Ranking nodes in growing networks: When PageRank fails
In class, we learned PageRank to be the most popular and well-known means of ranking pages on the web. One of the main measures of the PageRank algorithm is its use of links to and from other sites to show the importance and relevance of a particular site. I read the paper, “Ranking nodes in growing networks: When PageRank fails”, discussing the effect of PageRank on an actively growing network and how it affected the nodes in the network. As quoted by this paper, “despite its outstanding popularity and broad use in different areas of science, the relation between the algorithm’s efficacy and properties of the network on which it acts has not yet been fully understood.”
The researchers in this paper took two data sets, one with pages from digg.com, a social news aggregator and from the papers from the American Physical Society. They ran PageRank and compared the PageRank to a “fitness” measure they developed for each node.

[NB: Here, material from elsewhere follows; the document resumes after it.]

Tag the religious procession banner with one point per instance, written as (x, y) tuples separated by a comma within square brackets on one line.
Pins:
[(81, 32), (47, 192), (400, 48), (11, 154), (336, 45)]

What was found in “Ranking nodes in growing networks: When PageRank fails” was that the PageRank had a temporal bias. That is, it favored the oldest and the most recent nodes, more heavily weighing the importance of them. Additionally, more recent nodes tended to have links to other more recent nodes, whereas old nodes (if they were updated) had links to both older and recent nodes. New nodes would reference newer and more relevant material. It was found that more recent nodes were an attractor of clicks, whereas older nodes were not, so it was very unlikely visiting a newer node would take you back to an older node, thus further favoring newer nodes. After pointing out this temporal bias, it suggests that the algorithm should be built upon the temporal linking features of a growing network
Source: https://www.nature.com/articles/srep16181#results